Not true,” said Andrew Cohen, professor of history in the Maxwell School at
Syracuse University. “He’s wrong. No one thinks that. Even conservative
economists don’t think that. Even protectionist economists don’t think that.”
Months into
the depression, the Smoot-Hawley Tariff Act of 1930 – which hiked tariffs on
hundreds of imports in a bid to boost the US economy – is widely considered to
have prolonged, and even deepened, the crisis. No other president has tried the
same tactic again – until now.
The swift
rebuttal to Trump’s analysis of the past was surpassed only by the response to
his ambitious predictions for the future.
The
president has promised a new Golden Age, with millions of new jobs, billions
more dollars’ worth of US exports and trillions of dollars in tariff revenues.
Outside his administration, skepticism is high.
“The Trump
tariffs mark a liberation from the benefits of free trade for American
businesses and consumers,” said Eswar Prasad, professor of trade policy at
Cornell University, and a former official at the International Monetary Fund.
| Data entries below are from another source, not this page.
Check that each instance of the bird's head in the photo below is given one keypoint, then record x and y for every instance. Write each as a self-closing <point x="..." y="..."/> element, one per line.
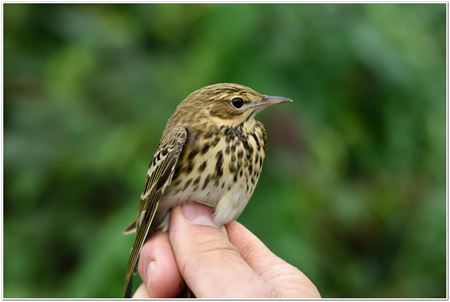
<point x="229" y="104"/>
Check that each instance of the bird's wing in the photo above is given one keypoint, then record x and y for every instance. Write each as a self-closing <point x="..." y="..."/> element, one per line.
<point x="159" y="176"/>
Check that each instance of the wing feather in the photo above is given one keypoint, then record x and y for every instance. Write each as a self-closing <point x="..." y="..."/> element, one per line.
<point x="158" y="178"/>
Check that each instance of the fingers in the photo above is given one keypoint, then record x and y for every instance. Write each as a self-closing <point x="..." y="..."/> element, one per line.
<point x="289" y="281"/>
<point x="158" y="269"/>
<point x="141" y="292"/>
<point x="210" y="265"/>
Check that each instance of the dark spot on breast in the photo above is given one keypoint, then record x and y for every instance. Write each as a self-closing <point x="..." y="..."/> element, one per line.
<point x="192" y="154"/>
<point x="215" y="141"/>
<point x="188" y="182"/>
<point x="189" y="168"/>
<point x="227" y="149"/>
<point x="202" y="167"/>
<point x="255" y="137"/>
<point x="219" y="163"/>
<point x="197" y="180"/>
<point x="205" y="148"/>
<point x="206" y="182"/>
<point x="208" y="135"/>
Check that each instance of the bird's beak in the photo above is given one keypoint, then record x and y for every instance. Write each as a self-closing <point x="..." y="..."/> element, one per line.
<point x="269" y="100"/>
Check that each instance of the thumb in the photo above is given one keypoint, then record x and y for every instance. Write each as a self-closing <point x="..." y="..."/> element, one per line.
<point x="208" y="262"/>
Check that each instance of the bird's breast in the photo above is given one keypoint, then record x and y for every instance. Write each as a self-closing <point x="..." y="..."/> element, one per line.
<point x="215" y="163"/>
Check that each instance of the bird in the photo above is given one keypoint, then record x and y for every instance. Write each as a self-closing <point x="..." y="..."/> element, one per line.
<point x="211" y="151"/>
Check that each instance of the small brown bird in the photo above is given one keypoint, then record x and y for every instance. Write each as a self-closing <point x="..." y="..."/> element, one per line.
<point x="211" y="151"/>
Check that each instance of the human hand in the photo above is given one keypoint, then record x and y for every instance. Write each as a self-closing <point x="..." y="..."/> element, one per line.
<point x="227" y="262"/>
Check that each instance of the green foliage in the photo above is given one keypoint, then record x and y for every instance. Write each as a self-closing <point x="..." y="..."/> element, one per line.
<point x="353" y="189"/>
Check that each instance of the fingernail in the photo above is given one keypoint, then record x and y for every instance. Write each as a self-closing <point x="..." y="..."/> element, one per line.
<point x="150" y="269"/>
<point x="198" y="214"/>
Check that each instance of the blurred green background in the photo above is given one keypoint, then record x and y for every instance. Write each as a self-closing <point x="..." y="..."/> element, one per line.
<point x="353" y="188"/>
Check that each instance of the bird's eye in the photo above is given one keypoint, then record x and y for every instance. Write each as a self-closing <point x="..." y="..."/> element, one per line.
<point x="237" y="102"/>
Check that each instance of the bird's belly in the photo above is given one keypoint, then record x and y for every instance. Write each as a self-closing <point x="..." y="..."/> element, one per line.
<point x="232" y="199"/>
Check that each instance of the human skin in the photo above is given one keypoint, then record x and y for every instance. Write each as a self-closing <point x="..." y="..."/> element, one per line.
<point x="215" y="262"/>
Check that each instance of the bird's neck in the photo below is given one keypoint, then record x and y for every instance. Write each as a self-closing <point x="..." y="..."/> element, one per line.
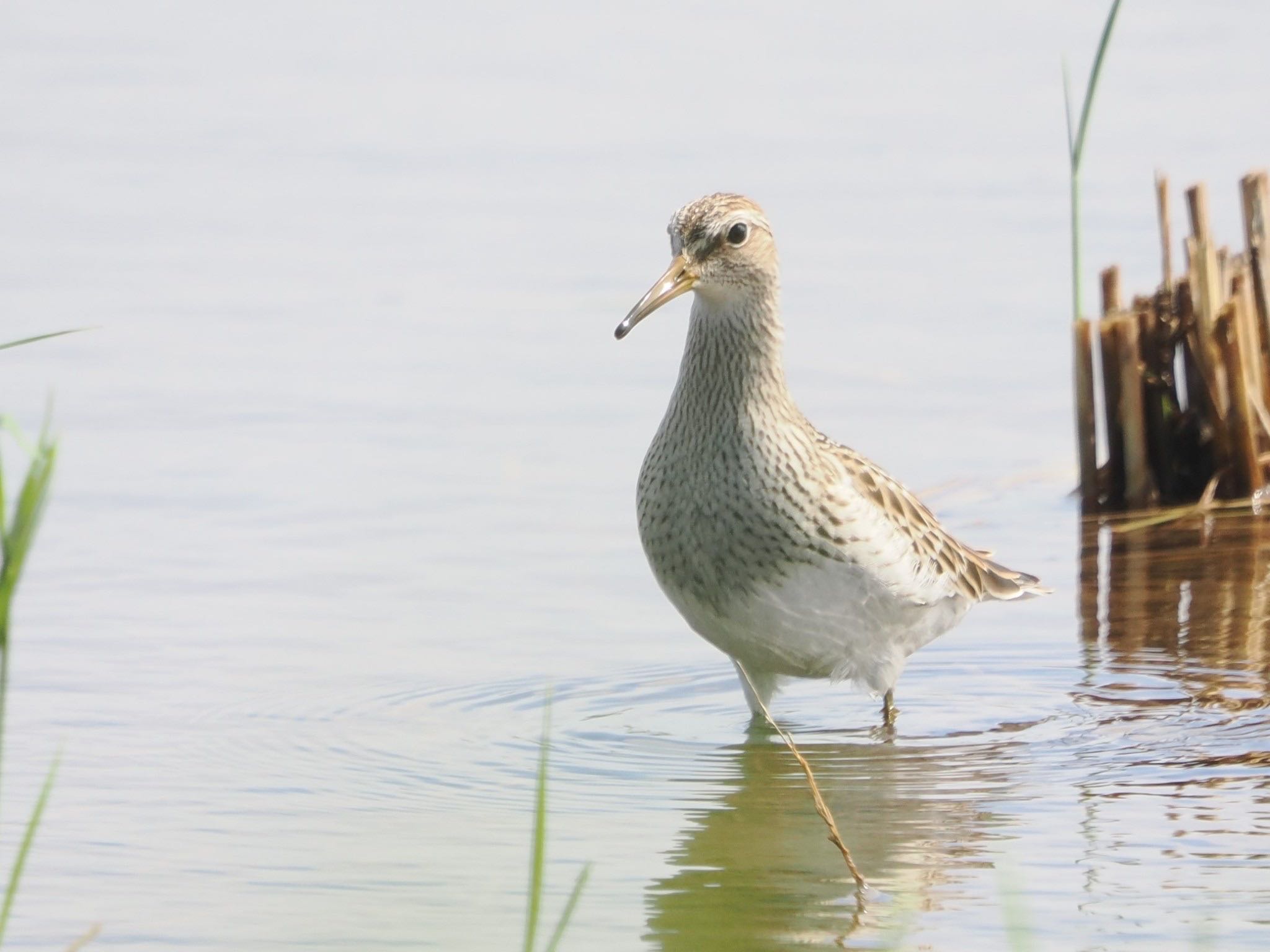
<point x="734" y="355"/>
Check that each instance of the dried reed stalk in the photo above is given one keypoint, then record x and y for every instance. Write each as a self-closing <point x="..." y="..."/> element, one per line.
<point x="821" y="806"/>
<point x="1248" y="469"/>
<point x="1140" y="484"/>
<point x="1085" y="414"/>
<point x="1206" y="289"/>
<point x="1114" y="466"/>
<point x="1255" y="200"/>
<point x="1166" y="242"/>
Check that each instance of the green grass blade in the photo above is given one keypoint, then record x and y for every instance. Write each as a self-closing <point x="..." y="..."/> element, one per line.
<point x="1094" y="84"/>
<point x="538" y="858"/>
<point x="41" y="337"/>
<point x="27" y="839"/>
<point x="584" y="875"/>
<point x="4" y="518"/>
<point x="22" y="530"/>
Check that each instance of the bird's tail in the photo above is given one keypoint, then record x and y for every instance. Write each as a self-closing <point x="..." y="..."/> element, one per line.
<point x="1005" y="584"/>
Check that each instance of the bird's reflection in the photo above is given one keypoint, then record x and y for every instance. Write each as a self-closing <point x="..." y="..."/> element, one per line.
<point x="755" y="868"/>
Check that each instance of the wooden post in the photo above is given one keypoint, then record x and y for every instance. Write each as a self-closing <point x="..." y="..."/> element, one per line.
<point x="1206" y="289"/>
<point x="1110" y="353"/>
<point x="1110" y="289"/>
<point x="1201" y="387"/>
<point x="1160" y="395"/>
<point x="1140" y="485"/>
<point x="1256" y="236"/>
<point x="1248" y="469"/>
<point x="1086" y="446"/>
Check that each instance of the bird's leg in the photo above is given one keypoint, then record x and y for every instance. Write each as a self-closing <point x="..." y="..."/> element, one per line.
<point x="888" y="708"/>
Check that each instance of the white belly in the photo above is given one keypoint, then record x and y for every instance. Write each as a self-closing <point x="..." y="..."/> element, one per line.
<point x="831" y="620"/>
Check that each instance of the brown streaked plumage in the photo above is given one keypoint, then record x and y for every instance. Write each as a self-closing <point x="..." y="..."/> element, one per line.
<point x="790" y="552"/>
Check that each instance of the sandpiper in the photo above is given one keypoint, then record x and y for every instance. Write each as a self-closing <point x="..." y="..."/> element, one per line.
<point x="793" y="553"/>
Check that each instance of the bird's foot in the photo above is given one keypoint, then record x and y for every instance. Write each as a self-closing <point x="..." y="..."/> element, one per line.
<point x="888" y="708"/>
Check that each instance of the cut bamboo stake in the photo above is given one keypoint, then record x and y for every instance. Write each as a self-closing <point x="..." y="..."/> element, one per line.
<point x="1160" y="399"/>
<point x="1248" y="470"/>
<point x="1110" y="280"/>
<point x="1251" y="343"/>
<point x="821" y="806"/>
<point x="1206" y="287"/>
<point x="1140" y="485"/>
<point x="1256" y="236"/>
<point x="1201" y="374"/>
<point x="1166" y="243"/>
<point x="1110" y="353"/>
<point x="1085" y="414"/>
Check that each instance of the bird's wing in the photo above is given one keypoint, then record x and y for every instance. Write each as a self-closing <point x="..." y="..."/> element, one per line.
<point x="876" y="519"/>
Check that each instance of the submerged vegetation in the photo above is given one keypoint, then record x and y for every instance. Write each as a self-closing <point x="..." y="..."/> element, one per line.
<point x="538" y="856"/>
<point x="18" y="526"/>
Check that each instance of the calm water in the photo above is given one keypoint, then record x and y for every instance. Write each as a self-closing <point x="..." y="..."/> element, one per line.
<point x="349" y="477"/>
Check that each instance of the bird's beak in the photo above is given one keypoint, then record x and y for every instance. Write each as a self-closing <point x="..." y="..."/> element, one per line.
<point x="676" y="281"/>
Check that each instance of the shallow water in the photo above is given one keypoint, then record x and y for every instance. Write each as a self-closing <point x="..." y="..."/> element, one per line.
<point x="347" y="477"/>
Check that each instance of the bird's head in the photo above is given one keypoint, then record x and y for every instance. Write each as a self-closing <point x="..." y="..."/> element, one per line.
<point x="723" y="250"/>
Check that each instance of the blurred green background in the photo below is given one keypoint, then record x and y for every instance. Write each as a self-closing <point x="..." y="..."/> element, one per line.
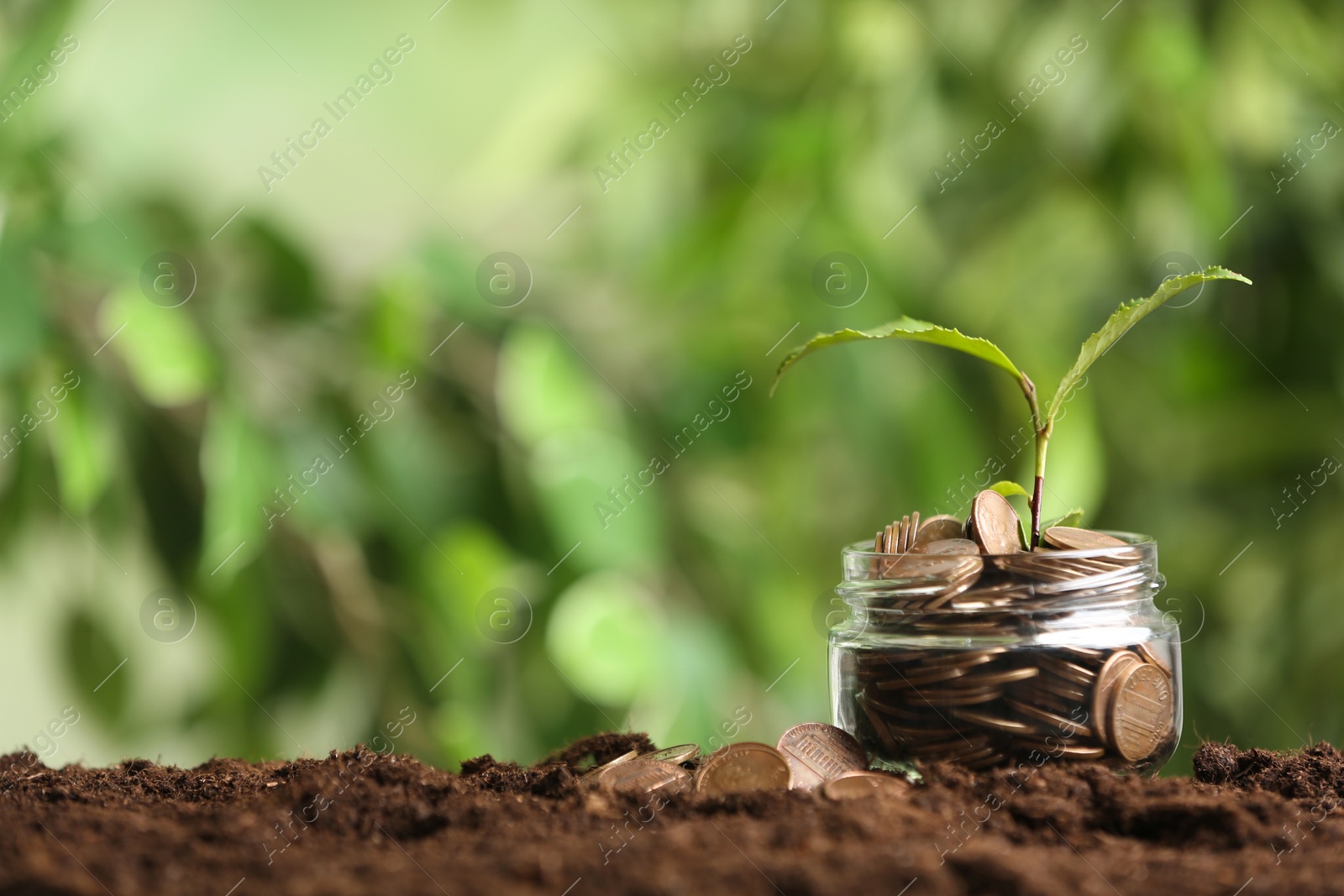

“Trump has taken the hatchet to trade with practically every major US trading
partner, sparing few allies or rivals,” he added, with action that will be
“severely disruptive to the US economy, with the effects felt by American
consumers and businesses in practically every industry”.
Who pays the
price? The rest of the world, according to the president and his aides. But
import tariffs are paid by the companies and consumers that import the goods
from the rest of the world – in this case, US companies and consumers – rather
than the overseas companies exporting them.
Trump’s
tariffs will increase the average US household’s costs by $3,800, according to
the Yale Budget Lab.
“These
tariff increases are likely to be some of the biggest tax increases in US
history and will result (if fully implemented) in some of the highest tariff
rates the US has ever seen,” wrote Jeremy Horpedahl, adjunct scholar at the
libertarian Cato Institute, who noted that they could exceed the
post-Smoot-Hawley levels of 1930.
“Like all
tariffs, some large portion of these new levies will be paid by US consumers
and businesses in the form of higher prices,” added Horpedahl.
If Trump is
right, and his decades-old dream revives the world’s largest economy, enriching
its citizens and transforming its industrial base into a manufacturing
powerhouse, his administration will be one of the most successful in modern
memory.
But if he’s
wrong, the very Americans who elected him to rapidly bring down the cost of
living are likely to be hit hardest.
“It’s either
going to be Trump and his team or it’s going to be a large majority of
experienced mainstream economists,” said Sabato. “I know where my bet is.”